PostgreSQL 12 update: there is limited support for top-level PROCEDUREs that can do transaction control. You still cannot manage transactions in regular SQL-callable functions, so the below remains true except when using the new top-level procedures.

Functions are part of the transaction they’re called from. Their effects are rolled back if the transaction rolls back. Their work commits if the transaction commits. Any BEGIN ... EXCEPT blocks within the function operate like (and under the hood use) savepoints like the SAVEPOINT and ROLLBACK TO SAVEPOINT SQL statements.
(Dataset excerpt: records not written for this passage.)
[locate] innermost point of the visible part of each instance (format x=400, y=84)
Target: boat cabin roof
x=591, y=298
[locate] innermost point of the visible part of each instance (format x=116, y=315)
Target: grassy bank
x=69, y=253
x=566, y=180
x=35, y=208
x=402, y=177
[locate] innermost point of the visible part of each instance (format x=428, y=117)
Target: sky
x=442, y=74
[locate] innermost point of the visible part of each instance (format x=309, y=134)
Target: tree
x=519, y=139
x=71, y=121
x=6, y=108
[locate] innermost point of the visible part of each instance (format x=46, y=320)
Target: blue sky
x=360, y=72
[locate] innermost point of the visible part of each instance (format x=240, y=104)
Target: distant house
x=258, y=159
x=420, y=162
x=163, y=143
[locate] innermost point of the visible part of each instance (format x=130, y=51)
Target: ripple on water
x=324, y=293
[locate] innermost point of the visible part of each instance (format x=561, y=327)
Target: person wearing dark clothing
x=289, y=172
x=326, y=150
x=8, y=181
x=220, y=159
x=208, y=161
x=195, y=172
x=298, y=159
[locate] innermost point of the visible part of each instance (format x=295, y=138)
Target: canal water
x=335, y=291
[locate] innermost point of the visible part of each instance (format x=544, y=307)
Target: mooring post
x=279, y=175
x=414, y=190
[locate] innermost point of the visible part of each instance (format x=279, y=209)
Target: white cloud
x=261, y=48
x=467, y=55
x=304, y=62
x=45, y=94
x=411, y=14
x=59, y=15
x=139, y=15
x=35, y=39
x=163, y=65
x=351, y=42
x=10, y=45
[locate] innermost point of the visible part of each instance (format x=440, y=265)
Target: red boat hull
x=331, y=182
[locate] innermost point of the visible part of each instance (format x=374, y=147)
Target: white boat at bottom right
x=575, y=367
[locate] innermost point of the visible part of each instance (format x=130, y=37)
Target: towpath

The function either succeeds in its entirety or fails in its entirety, barring BEGIN ... EXCEPT error handling. If an error is raised within the function and not handled, the transaction calling the function is aborted. Aborted transactions cannot commit, and if they try to commit the COMMIT is treated as ROLLBACK, same as for any other transaction in error. Observe:

regress=# BEGIN;
regress=# SELECT 1/0;
ERROR:  division by zero
regress=# COMMIT;

See how the transaction, which is in the error state due to the zero division, rolls back on COMMIT?

If you call a function without an explicit surounding transaction the rules are exactly the same as for any other Pg statement:

SELECT refresh_materialized_view(name);

(where COMMIT will fail if the SELECT raised an error).

PostgreSQL does not (yet) support autonomous transactions in functions, where the procedure/function could commit/rollback independently of the calling transaction. This can be simulated using a new session via dblink.

BUT, things that aren’t transactional or are imperfectly transactional exist in PostgreSQL. If it has non-transactional behaviour in a normal BEGIN; do stuff; COMMIT; block, it has non-transactional behaviour in a function too. For example, nextval and setval, TRUNCATE, etc.